The
first Church did not celebrate the birth of Christ. And the actual
date of his birth was and still is unknown. The earliest known indication
to such a celebration comes in a passing statement by St. Clement
of Alexandria who mentions that the Egyptians of his time celebrated
the Lord's birth on May 20. At the end of the 3rd century, the Western
Churches celebrated it in the winter, and this was only accepted in
Rome in the middle of the 4th century.
Around
that time it was agreed by the Church all over the world to celebrate
the nativity of our Lord Jesus Christ on 25 December (29 Kiahk in
the Coptic calendar), most probably to take the place of a pagan feast
that even Christians continued to celebrate until then.
At
that time, and until the sixteenth century, the civil calendar in
use the world over was the Julian calendar, introduced by Julius Caesar
in the year 46 B.C. This calendar considered the year to be 365.25
days 4 and thus had a leap year every four years, just like the Coptic
calendar. Therefore, until the sixteenth century, 25 December coincided
with 29 Kiahk, as the date of the celebration of the Lord's nativity.
Towards
the end of the sixteenth century, Pope Gregory XIII of Rome took interest
in studying astrology, dates and feasts. He noticed that the vernal
equinox, the point at which the sun crosses the equator, making day
and night of equal length, starting the spring, used to fall on 21
March (25 Baramhat) around the time of the council of Nicea (A.D.

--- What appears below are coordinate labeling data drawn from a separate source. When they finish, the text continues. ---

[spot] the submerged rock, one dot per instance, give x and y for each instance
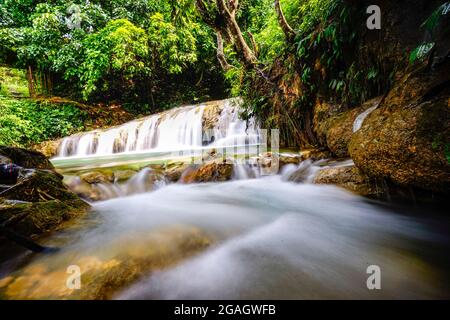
(123, 175)
(103, 276)
(26, 158)
(214, 171)
(37, 201)
(350, 178)
(34, 218)
(97, 177)
(48, 148)
(336, 128)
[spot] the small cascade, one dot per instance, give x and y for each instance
(176, 129)
(357, 124)
(144, 181)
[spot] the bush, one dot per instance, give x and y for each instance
(25, 122)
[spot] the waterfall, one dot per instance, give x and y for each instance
(176, 129)
(357, 124)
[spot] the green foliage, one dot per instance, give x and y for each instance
(13, 82)
(109, 49)
(173, 48)
(119, 49)
(24, 122)
(430, 24)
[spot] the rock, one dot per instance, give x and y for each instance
(106, 276)
(26, 158)
(48, 148)
(38, 201)
(39, 186)
(83, 189)
(175, 170)
(97, 177)
(349, 178)
(5, 160)
(336, 128)
(32, 219)
(210, 172)
(407, 139)
(123, 175)
(286, 159)
(314, 154)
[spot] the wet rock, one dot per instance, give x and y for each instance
(314, 154)
(38, 186)
(97, 177)
(26, 158)
(32, 219)
(123, 175)
(174, 171)
(48, 148)
(5, 160)
(38, 201)
(214, 171)
(83, 189)
(349, 178)
(103, 277)
(407, 139)
(336, 128)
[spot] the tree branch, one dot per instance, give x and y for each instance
(220, 53)
(248, 57)
(289, 32)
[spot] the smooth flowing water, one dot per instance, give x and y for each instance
(255, 237)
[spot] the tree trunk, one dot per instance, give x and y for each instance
(289, 32)
(247, 55)
(30, 82)
(220, 54)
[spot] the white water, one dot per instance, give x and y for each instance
(176, 129)
(274, 240)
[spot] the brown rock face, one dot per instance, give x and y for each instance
(210, 172)
(26, 158)
(48, 148)
(349, 178)
(97, 177)
(407, 139)
(335, 129)
(38, 201)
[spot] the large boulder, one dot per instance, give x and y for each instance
(93, 177)
(350, 178)
(26, 158)
(35, 218)
(37, 201)
(334, 128)
(407, 139)
(213, 171)
(48, 148)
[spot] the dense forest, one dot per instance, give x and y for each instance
(132, 140)
(281, 56)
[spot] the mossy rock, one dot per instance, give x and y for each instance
(38, 186)
(214, 171)
(32, 219)
(405, 140)
(26, 158)
(350, 178)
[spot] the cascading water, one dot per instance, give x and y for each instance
(357, 124)
(247, 238)
(172, 130)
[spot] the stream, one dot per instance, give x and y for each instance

325) which set the times for the ecclesiastical feasts. The vernal
equinox at his time however fell on 11 March.
After
consultation with scientists, he learned that the equinoctial year
(or solar year), which is the time the earth takes to revolve around
the sun from equinox to equinox, was slightly shorter than the Julian
year. It was 365.2422 solar days (approximately 11 minutes and 14
seconds shorter). This makes a difference of a full day every 128.2
years, hence the difference of 10 days in the beginning of spring
between the fourth and sixteenth centuries.
Pope
Gregory XIII decreed the following:
In
A.D. 1582, October 5th will be called October 15th.
The
Julian calendar should be shortened by 3 days every 400 years, by
making the centenary year a normal 365-day year, not a leap year,
except if its number is divisible by 400.
Thus
the year 1600 remained a leap year as usual, while 1700, 1800 and
1900 had only 365 days each and the year 2000 was a leap year of
366 days.
This
new calendar came to be known as the Gregorian calendar, and is
the common civil calendar in use in our world today.
Following
these decrees, as the Church of Rome celebrated Christmas 25 December
1582 A.D., the Eastern Churches still fasted as they showed 15 December
or 19 Kiyahk on their Julian and Coptic calendars. As the Church of
the East celebrated the feast of Nativity, it was already 4 January
1583 A.D. on Pope Gregory's new calendar. That gap widened by 3 more
days over the next 4 centuries. This is why the Churches who still
celebrate on 25 December according to the ancient Julian calendar
(such as most of the Byzantine Churches and the non-Chalcedonian churches,
except the Armenians) find themselves, in the 21st century, celebrating
the Nativity on 7 January of the civil Gregorian new calendar. This
will become 8 January after the year 2100 A.D.
Now
the questions present themselves:
Is
it necessary that the liturgical calendar be adjusted to a scientifically
correct solar year?
Why
did Pope Gregory correct the calendar to its status at the fourth
century?
Why
not we do it to resemble the status at Christ's birth or at the
beginning of the world?
Should
we, as Christians, take the liberty to change a calendar established
and recognized by our fathers of the ecumenical councils to be the
basis of our liturgical life, just because of mere scientific data?
Should
we adjust our calendar to coincide with the western calendar, or
should the Catholics go back to the calendar of the fathers?
Is
it important to have one Nativity day the world over or is it preferable
to unite really in doctrine first, and then look at these secondary
issues?
Isn't
it better, now that the Western Christmas has been so commercialized
and paganized, that we have a separate date where we worship in spirit
and in truth, away from the noise, drunkenness, gluttony and immorality
of the December Christmas practices? Many of our children and youth,
born and raised here, have voiced this opinion.
May
the ever-renewed birth of the Lord of glory in our hearts, every day
of every year, be unto our salvation to eternal life. Amen.